Thursday, February 17, 2005

Lesson in Interest Rates

The term "monetary policy" refers to the actions undertaken by a central bank, such as the Federal Reserve, to influence the availability and cost of money and credit to help promote national economic goals. In the US, the Federal Reserve Act of 1913 gave the Federal Reserve responsibility for setting monetary policy.

The Federal Reserve controls the three tools of monetary policy--open market operations, the discount rate, and reserve requirements. The Board of Governors of the Federal Reserve System is responsible for the discount rate and reserve requirements, and the Federal Open Market Committee (FOMC) is responsible for open market operations.

I'm absolutely fed up with the obnoxious state of the real estate market and have been trying to understand what the dynamics are for what I believe to be a state of hubris.
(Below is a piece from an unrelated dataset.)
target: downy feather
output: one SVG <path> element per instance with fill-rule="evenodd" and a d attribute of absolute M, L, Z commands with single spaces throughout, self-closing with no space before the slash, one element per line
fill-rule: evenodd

Wait, haven't we seen this before. Well, I'm particularly interested in this industry because I've been pounding the pavement in Manhattan and it's out of control. And, I think one of the main issues is interest rates (and, there are a lot of combining forces here).

The FOMC's most recent hike leaves the federal funds rate at 2.5% ---- pretty low by historical standards and in relation to inflations, but up 1.5% in the past seven months. I don't share the same view as the Fed because I belive that we're tilted toward higher inflation rather than stability. We've got gradually rising cost pressure at the commodity and compensation level and this continues to push core inflation gradually higher. In my opinion, the surveys suggesting stable long-term inflation considerations are out of whack, unless the Fed does something about it.

Short term rates are obviously higher, stock prices are higher, long-term yields and the dollar have declined, and credit is more available. What do you think?